Crammed with expensive furnishings, paintings, vases, custom woodwork, seventeen fireplaces, and inlaid tables holding knickknacks, the mansion felt oppressive to me, rather dark and stifling.
It was situated on a hilltop with supposedly amazing views of surrounding sea and mountains (obscured that day by gray clouds), but seemed to pull in on itself with small, stained-glass windows shrouded by heavy draperies. Perhaps the contrast with the homeless camp was coloring my perception of the extravagance.
A preserved newspaper editorial agreed with me, decrying Dunsmuir’s price-gouging on coal, observing that he would be toasty warm in his new mansion while the poor workers struggled to pay for coal to heat their homes.
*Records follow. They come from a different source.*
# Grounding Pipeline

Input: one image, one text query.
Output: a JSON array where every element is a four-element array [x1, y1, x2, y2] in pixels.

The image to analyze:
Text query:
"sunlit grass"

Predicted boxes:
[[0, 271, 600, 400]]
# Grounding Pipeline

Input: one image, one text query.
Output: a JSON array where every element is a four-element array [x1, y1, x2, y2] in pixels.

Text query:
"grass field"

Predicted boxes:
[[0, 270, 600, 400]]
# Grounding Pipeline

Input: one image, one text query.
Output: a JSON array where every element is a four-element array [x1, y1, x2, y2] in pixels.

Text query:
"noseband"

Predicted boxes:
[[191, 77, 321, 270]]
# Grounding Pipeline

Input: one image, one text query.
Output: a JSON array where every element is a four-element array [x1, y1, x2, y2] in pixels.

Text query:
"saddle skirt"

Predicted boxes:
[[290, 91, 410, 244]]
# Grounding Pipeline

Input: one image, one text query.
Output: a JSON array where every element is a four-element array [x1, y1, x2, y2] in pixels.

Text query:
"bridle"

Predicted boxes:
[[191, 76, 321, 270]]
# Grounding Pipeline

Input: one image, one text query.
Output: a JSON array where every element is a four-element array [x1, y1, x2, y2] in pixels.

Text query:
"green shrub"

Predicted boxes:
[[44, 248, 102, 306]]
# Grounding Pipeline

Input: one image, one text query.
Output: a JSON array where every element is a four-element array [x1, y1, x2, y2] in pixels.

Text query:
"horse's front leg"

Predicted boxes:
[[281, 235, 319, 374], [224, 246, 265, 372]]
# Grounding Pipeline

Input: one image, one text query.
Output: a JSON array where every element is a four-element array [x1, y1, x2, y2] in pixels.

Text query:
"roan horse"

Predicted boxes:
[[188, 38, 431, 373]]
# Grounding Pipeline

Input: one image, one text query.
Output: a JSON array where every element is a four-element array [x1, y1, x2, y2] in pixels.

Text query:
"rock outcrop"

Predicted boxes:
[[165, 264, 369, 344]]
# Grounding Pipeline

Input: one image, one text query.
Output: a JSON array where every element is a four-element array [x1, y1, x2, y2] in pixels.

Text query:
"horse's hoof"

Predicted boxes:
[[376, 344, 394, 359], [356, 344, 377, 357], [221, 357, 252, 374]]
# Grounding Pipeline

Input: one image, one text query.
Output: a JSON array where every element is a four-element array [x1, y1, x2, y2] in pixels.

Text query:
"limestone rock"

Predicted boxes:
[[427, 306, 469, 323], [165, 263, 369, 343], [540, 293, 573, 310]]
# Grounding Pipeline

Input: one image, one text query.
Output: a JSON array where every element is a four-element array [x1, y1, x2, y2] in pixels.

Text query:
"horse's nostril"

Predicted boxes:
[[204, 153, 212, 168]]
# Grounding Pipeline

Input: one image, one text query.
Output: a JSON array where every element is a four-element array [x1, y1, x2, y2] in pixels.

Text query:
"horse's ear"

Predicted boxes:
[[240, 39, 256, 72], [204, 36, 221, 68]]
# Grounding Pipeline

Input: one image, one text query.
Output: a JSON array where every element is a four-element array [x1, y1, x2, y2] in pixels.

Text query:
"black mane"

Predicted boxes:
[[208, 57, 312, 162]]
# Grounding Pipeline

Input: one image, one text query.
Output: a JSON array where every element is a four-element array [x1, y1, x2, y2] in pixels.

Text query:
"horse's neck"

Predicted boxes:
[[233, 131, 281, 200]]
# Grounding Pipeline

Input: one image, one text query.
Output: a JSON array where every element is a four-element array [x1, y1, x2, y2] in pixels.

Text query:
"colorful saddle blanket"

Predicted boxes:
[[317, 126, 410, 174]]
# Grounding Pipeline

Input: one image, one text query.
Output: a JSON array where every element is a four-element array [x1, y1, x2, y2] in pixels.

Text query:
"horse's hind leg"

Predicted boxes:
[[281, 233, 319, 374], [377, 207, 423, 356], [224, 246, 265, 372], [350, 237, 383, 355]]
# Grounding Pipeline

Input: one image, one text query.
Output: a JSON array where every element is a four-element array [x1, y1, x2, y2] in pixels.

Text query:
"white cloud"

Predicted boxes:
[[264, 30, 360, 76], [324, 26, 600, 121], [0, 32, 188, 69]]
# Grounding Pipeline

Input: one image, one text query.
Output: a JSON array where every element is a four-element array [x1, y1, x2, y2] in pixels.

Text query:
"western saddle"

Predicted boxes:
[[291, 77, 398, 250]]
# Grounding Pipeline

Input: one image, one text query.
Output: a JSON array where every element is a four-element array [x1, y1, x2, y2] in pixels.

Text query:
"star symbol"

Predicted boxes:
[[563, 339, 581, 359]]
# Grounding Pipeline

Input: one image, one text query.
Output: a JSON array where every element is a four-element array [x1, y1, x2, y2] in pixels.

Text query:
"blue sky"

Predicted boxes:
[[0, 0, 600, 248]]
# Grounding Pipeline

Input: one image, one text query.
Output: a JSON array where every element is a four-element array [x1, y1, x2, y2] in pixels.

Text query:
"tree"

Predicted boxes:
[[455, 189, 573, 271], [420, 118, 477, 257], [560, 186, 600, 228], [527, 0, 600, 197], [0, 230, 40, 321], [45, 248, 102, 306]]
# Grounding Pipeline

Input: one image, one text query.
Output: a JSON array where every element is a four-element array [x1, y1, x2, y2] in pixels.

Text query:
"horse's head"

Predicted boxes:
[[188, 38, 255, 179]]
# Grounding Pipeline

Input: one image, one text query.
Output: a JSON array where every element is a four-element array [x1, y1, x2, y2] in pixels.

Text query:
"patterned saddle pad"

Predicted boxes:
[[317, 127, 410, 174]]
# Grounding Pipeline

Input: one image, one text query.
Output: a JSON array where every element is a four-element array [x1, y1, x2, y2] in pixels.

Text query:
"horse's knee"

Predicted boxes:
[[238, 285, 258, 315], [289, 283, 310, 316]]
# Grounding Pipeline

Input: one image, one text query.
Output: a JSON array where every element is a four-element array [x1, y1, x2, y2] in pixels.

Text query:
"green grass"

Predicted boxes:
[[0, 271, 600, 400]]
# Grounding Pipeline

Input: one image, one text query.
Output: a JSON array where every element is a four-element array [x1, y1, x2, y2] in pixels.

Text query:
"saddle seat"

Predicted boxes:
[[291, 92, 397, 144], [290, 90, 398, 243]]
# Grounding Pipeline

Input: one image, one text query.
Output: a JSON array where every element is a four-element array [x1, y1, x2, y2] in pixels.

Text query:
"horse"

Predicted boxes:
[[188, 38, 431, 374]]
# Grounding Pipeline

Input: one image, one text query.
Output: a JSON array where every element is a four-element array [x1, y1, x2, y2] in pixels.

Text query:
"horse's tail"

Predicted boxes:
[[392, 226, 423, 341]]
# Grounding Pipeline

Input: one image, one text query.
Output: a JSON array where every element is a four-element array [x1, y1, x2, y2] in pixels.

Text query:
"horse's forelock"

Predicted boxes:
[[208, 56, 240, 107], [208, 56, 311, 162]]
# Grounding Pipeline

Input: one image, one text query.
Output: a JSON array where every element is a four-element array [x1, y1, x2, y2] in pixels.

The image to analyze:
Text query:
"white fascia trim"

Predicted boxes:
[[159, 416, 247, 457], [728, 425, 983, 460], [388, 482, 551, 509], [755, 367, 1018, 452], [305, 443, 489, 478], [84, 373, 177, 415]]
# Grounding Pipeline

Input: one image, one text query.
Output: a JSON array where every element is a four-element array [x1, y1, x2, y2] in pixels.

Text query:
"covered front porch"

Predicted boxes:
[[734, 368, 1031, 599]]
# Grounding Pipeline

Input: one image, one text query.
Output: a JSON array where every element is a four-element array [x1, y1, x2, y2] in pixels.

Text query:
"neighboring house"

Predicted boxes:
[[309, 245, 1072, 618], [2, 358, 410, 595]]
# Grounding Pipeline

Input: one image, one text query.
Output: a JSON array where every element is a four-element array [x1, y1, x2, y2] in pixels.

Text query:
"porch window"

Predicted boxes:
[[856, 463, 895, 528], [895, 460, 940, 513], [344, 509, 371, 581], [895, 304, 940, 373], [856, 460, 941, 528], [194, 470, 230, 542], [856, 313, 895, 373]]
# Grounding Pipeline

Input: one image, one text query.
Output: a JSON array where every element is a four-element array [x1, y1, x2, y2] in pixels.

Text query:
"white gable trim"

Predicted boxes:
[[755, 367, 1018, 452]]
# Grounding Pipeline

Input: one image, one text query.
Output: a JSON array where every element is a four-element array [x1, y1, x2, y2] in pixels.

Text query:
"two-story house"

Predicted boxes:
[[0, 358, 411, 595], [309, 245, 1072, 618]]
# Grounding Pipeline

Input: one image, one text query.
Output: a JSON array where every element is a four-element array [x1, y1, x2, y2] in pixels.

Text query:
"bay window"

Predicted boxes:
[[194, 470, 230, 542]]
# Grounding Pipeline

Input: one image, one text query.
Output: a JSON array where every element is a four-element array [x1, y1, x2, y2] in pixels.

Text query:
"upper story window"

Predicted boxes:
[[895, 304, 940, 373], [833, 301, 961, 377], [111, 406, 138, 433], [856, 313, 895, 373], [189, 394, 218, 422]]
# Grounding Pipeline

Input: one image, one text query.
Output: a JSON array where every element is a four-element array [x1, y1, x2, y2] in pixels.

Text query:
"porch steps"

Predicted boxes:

One of his workers during a strike at his coal mine in 1876 wrote:
“Dunsmuir has carried on a species of autocratic tyranny. He thinks that miners should be slaves to a person who happens to own a small piece of coal land…. If any man dared to insinuate that the company robbed these men [the scales weighing their work were found to be inaccurate], they were told to leave the place…. What right had Dunsmuir to put a gate on a public road to that people could not buy of whom they wished; or to refuse to allow the doctor to visit the sick? He tried to starve the people out and leave them to rot, so that he could ride in his carriage.”
We also read with interest the handwritten page listing the duties of a lady’s maid at the time (one of the Dunsmuirs’ wealthy friends wrote the list). The maid was to rise at 7:00 am to bring hot water and to empty slops, then bring up breakfast and wait on the lady of the house all day, with any brief breaks used to go through her clothing and do mending, then finally go off duty at 10:00 pm. A maid would have tended to this bathroom for the Dunsmuir family.
I did marvel at the elaborate displays, such as this recreation of high tea (my readers are familiar with my obsession with tea and scones with clotted cream).
And I enjoyed the opportunity to play a few bars of Beethoven on this antique Steinway.
But I confess to a sigh of relief as we left the mansion and strode off through the open air. Hopefully we’re all edging toward equal opportunity.